Das sind sie also, die beiden neuen Parkplätze. Links anstelle der bisherigen Parkpalette erbaut, rechts auf dem Gelände des örtlichen Gymnasiums (allerdings wird dieser als Lehrerparkplatz genutzt werden). Beide Plätze sehen auf den ersten Blick nicht schlecht aus, das muss man wirklich sagen. Aber ich denke, dass man einiges auch hätte besser machen können. Deutlich wird das bei folgenden Bildern:
Wenn man schon die Parkpalette erneuert hat, hätte man dafür sorgen können, dass auch die Parkmöglichkeiten nebenan eine Frischzellenkur bekommen. Auf dem Bild links ist gut erkennbar (s. Pfeile), dass hier eigentlich noch Platz für mindestens einen, wenn nicht sogar zwei weitere Parkbuchten vorhanden ist.

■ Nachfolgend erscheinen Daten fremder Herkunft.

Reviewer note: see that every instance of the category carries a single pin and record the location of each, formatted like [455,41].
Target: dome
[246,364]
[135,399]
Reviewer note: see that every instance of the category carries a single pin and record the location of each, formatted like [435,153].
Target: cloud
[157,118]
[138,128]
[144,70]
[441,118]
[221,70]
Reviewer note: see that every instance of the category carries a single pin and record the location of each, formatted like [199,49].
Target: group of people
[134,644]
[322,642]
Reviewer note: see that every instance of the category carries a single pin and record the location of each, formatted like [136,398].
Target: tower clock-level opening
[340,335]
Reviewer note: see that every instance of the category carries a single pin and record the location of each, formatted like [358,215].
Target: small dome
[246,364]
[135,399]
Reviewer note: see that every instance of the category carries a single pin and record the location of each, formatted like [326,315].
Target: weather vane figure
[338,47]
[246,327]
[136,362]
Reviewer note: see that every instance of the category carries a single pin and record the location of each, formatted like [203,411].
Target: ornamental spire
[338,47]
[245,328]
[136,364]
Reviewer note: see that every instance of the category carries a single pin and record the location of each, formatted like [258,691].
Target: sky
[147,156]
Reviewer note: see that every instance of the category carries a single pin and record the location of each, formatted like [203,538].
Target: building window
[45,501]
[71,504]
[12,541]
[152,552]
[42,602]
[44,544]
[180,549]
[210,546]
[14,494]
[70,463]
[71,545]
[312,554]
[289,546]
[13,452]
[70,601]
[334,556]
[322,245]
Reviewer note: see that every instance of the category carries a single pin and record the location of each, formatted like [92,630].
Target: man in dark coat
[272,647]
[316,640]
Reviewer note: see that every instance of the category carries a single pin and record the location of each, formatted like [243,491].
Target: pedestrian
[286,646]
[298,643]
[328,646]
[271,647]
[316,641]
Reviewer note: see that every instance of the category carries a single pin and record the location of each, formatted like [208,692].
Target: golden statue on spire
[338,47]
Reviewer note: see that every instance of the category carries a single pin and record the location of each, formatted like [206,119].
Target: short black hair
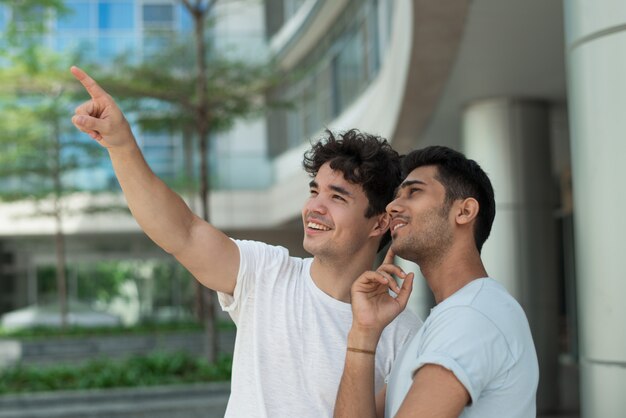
[363,159]
[461,178]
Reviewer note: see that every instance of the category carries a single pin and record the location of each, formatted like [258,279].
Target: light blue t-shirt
[481,334]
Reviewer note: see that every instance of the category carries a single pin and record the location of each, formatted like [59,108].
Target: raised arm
[373,308]
[203,249]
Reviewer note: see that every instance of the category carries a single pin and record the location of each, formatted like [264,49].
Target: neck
[335,277]
[454,270]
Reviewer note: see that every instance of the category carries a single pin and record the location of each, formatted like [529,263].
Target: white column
[596,64]
[510,139]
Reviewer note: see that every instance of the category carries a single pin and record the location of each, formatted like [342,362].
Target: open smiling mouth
[317,227]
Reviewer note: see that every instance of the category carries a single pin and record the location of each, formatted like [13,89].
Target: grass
[146,370]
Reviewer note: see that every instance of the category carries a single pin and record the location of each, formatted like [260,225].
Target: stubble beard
[428,246]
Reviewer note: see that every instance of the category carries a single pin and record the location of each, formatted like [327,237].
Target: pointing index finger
[94,90]
[389,257]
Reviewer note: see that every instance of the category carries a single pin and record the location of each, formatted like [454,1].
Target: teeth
[398,226]
[314,225]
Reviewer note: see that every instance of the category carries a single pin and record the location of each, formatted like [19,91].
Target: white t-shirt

Und abgesehen davon, dass der Lehrerparkplatz voraussichtlich erst ab 16 Uhr für jedermann geöffnet sein wird, hat man auch hier Platz gespart: Vor der Renovierung konnte man komplett bis zum grünen Busch im Hintergrund vorfahren. Jetzt ist das aufgrund eines aufgebauten Bordsteins nicht mehr möglich (s. Pfeile). Auch dadurch gehen mindestens sechs Plätze verloren.

Fassen wir zusammen: Nach über zwei Jahren ist es sehr erfreulich, dass in Werden wieder alle Parkmöglichkeiten genutzt werden. Aber: Angesichts der Tatsache, dass in Werden jeder zusätzliche Parkplatz einen Gewinn darstellt, hätte man dafür sorgen müssen, nicht unnötig an Platz zu sparen.